In one step he saw her. In one more step he saw the child at the edge of the circle of light half mired in the bog. The ground squashed ominously under his boots.

“What can I do?” he asked. He buried the bottom of the torch several inches into the muck so he could have both hands free.

He peered at the damp depression in the forest. The child was in the center of it, only it’s head and shoulders exposed. From this vantage, a dozen very wet steps away, he could see the child was shivering and was a boy. The pale eyes stared back at him in silent pleading.

He gave the child a confident smile and nod before focusing on Bess.
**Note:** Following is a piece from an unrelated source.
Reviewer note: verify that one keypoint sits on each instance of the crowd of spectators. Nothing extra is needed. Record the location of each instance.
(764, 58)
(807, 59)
She had bent a sapling to the ground. Scattered on the ground around her were several broken branches, deadfall, already rotted on the forest floor, no use to saving a child from a bog.

“Let me,” he said stepping forward.

He pressed the center of the sapling to the ground with one boot and took the dirk from Bess’s hand.

Without another word between them, Ian chopped away at the sapling, the wood chips flying about his face, and landing at his feet. Bess stood off to one side speaking words of encouragement to the child.

“Lad, ye’ll no’ be in the damp long.”

“A-aye,” the child said, through chattering teeth.

She tossed a glance over her shoulder at Ian. He finished chopping the sapling.

“Soon, lad,” she said assuringly. “Very soon.”

Ian returned her dirk and picked up the sapling. It was slender, a yard taller than himself at least, and strong enough to pull one rangy boy from a bog.